Ситонг попросил Степанова:
- Переведи-ка - их выбросили одних или были еще группы?
- Было еще четыре группы, - ответил пленный. - По три человека в каждой
- Их бросили вместе?
- Вас бросили вместе? - перевел Степанов.
- Нет. Нас бросили последними.
- А те группы тоже должны делать засады на дорогах?
- Да.
- Где?
- Я не знаю.
- Ладно, - сказал Ситонг, - поехали. Мы успеем от него избавиться, если те нападут.
- Враги коварны, ночь темна, и нету серебристой луны, - как всегда, цветисто сказал шофер, включая мотор.
Они проехали километров пять, и Ситонг попросил:
- Останови машину. Я весь измазался кровью.
Шофер остановил машину. Ситонг- включил фонарик: весь брезент был черным от крови.
- Как будто оленя везем, а не диверсантов, - усмехнулся он.
Степанов вспомнил якутскую тайгу. Он бродил там вдвоем с охотником Максимом: они промышляли белку. В тот год было хорошее белковье - в тайгу ушли целые деревни, а в домах остались только глубокие старики и школьники. Малышей родители тоже забрали в тайгу, и поэтому поселки были тихие-тихие, будто военные.
Они с Максимом вышли однажды к избушке старика, который раньше был шаманом. К нему перестали ходить люди, потому что приехала девушка-врач. И старик, чтобы не голодать, начал охотиться за волками. Он брал на фактории стрихнин и выслеживал волков - они очень много задирали оленей. Он на это жил: за каждого волка ему давали пятьдесят рублей и двух оленей. Он даже по этому поводу выступил во время предвыборной кампании: рассказал жителям, как он плохо жил раньше и как хорошо ему жить теперь, когда он не эксплуатирует суеверия, а зарабатывает себе пропитание собственным трудом.
Когда Максим и Степанов пришли к нему домой, старик был болен. Он сидел на крыльце и грелся под последним осенним солнцем. Оно уже было не теплым, но все равно старик считал его целебным, потому что раньше он поклонялся солнцу и думал, что оно только и может вылечить либо навлечь болезнь.

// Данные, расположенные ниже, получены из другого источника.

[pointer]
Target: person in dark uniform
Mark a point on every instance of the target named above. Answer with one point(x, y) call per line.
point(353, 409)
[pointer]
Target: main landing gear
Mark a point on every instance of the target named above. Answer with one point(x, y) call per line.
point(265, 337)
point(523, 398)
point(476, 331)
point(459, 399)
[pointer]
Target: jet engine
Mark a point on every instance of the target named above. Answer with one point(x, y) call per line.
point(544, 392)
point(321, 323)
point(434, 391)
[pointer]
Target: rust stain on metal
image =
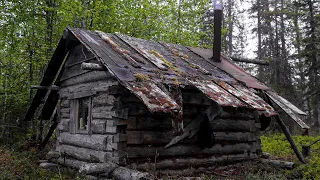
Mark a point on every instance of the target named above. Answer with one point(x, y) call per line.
point(275, 98)
point(287, 103)
point(218, 94)
point(122, 51)
point(153, 97)
point(251, 98)
point(177, 120)
point(143, 51)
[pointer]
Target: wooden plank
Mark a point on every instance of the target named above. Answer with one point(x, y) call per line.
point(192, 98)
point(182, 163)
point(64, 125)
point(81, 94)
point(96, 142)
point(98, 126)
point(85, 154)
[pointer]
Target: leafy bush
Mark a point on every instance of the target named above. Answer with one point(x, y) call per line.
point(278, 146)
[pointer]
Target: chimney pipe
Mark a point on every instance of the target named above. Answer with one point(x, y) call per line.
point(218, 7)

Рядом с крыльцом стоял старый олень - такой же старый, как и бывший шаман. Зубы у него были желтые, стертые.
- Лечиться буду, - сказал старик.
- А чего тебе лечиться? - спросил Максим. - Ты нас переживешь.
Старик - довольный - засмеялся, обнажив коричневые зубы.
Он долго грелся на солнце, а потом пошел в дом - за топором. Топор был старый, плохо точенный, но тяжелый. Старик обвязал ноги оленю, которого ему привели утром за убитого волка, и присел на крыльцо отдышаться. Потом он взял топор и, долго прицеливаясь, ударил оленя обухом по голове. Олень дрогнул, но не упал, и только в его старых, замшелых, серых глазах высверкнуло черно-красное. Старик ударил его еще и еще раз, и олень упал. Старик вытер с лица пот, ушел в дом и принес большой таз. Он приподнял голову оленя и подсунул под его шею таз. Олень плакал. Старик взрезал ему шею, и дымная кровь полилась в таз, и он пил ее из таза, пачкая лицо. Он долго пил дымную кровь оленя - это самое ценное лекарство здесь от всех болезней и от старости тоже. А потом, шатаясь как пьяный, ушел в дом, повалился на лавку и уснул.
Вечером Степанов, спавший с Максимом на печке, увидел, как старик, совсем уж и не сгорбленный, легко ходил по комнате, мурлыкая что-то под нос, укладывал рюкзак: видно, он собрался в тайгу.